EDITORIAL COMMENT: Singapore Ends Any Doubt About How Seriously It Takes Dirty Money

Tom Burroughes

12 October 2016

In little over four months, two Switzerland-headquartered private banks have been told by Singapore’s principal regulator to get out of town. Serious lapses in anti-money laundering controls have seen . As well as the revocation of the merchant banking licence of Falcon, the regulator fined and censured DBS and UBS. We await its comments and possible action regarding Standard Chartered, if any.

It has sometimes been said that when Switzerland’s bank secrecy rules were under assault – they are now more or less dead at least as far as cross-border banking goes – some of the hot money that once resided in the Alpine state would head eastwards to Singapore. Well, leaving aside some of the natural cynicism that might arise when thinking about what regulators say, there is little doubt that Singapore does not want to be seen as a soft touch for dirty money.

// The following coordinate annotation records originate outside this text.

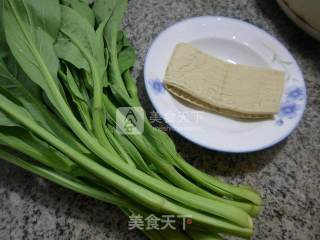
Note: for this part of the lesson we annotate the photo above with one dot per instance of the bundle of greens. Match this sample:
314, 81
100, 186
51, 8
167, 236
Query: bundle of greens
64, 71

In the short run, the ban may cause more pain for some in the Singaporean private banking industry already feeling pressure from decelerating Asian economic growth and the Indonesian tax amnesty. This publication, like others, is seeking clarity on what happens to the employees of Falcon in Singapore. The bank’s CEO, Walter Berchtold, who took up the post only a few weeks ago, said the firm will focus on growing its business in the “core locations of Switzerland, Middle East and London”. The bank has also said it is talking to staff, clients and partners so as to bring about an orderly wind down of its business. It may take some time before the specific impact is known and no doubt headhunters in Asia will be busy fielding calls from anxious Falcon staff about what they should do next. It is notable that during a press conference in Zurich yesterday, Berchtold felt obliged to say that the Middle Eastern owners of Falcon are not looking to sell. 

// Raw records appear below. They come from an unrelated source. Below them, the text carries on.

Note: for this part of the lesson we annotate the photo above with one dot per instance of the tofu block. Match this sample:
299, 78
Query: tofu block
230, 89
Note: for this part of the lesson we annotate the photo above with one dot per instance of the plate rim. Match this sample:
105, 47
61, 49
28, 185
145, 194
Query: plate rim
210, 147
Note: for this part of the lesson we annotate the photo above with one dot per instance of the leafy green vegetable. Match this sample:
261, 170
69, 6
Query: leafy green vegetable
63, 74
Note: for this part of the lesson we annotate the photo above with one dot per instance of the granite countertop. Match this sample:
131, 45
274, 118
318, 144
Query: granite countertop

These are already unsettled times in Singapore, which is anxious to put itself forward as the foremost wealth management centre in Asia. The city-state faces the loss of some assets held in private banks because of the Indonesian tax amnesty, although fears of a wholesale pull-out of Indonesia-related money may be overdone, as discussed recently here. The scandal around allegedly dirty money flows from Malaysia’s 1MDB is potentially damaging, although Singapore is by no means the only jurisdiction affected – Switzerland, Luxembourg and the US have become involved. In Switzerland, for example, bank accounts linked to the affair have been frozen.

Ironically, Falcon’s name was mentioned to your correspondent recently by industry sources as a potential buyer of other Asia-based private banks as it seeks to gain scale, and as some banks look to offload non-core business. There is press speculation, for example, that ABN AMRO, the Dutch bank, is preparing to spin off its private bank in Asia. (That bank has declined to comment.) Falcon might, in happier circumstances, have been a suitor.

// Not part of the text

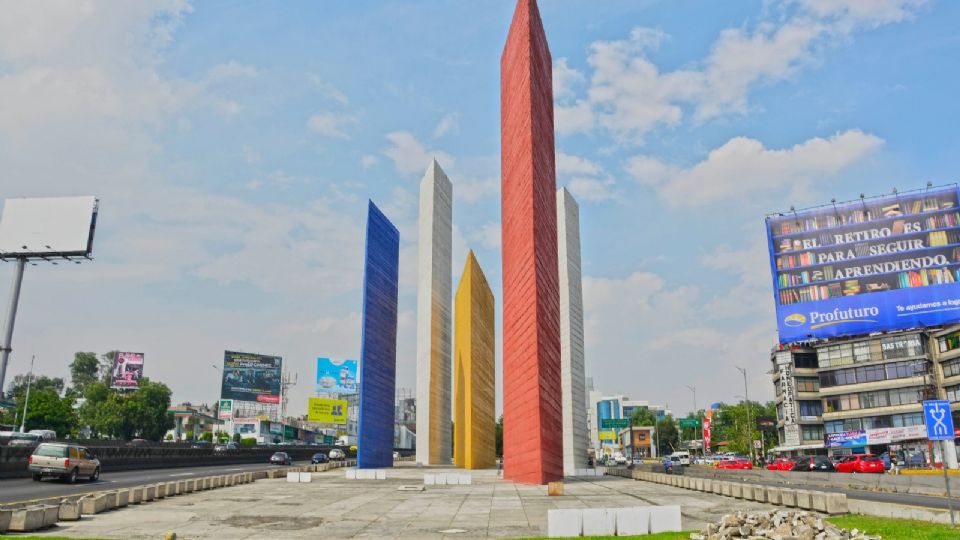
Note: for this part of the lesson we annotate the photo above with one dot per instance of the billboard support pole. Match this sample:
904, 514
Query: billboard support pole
11, 317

Falcon, which is owned by UAE-based International Petroleum Investment Company, joins a number of foreign-owned banks that in very different circumstances have shipped out of Singapore. Societe Generale and Barclays sold their Singapore-based private banks to local players; BSI has been told to leave the city-state and now Falcon has had to do the same. Despite all those comments about the ascent of wealth in Asia, the region has not proved a happy hunting ground for some foreign banks, and in the case of BSI and Falcon, they have the unenviable reputation of being shown the door for regulatory lapses.

There can be little doubt that the war against illicit money is not going away and the sooner that banks and other financial players live up to their commitments to run compliant businesses, the better.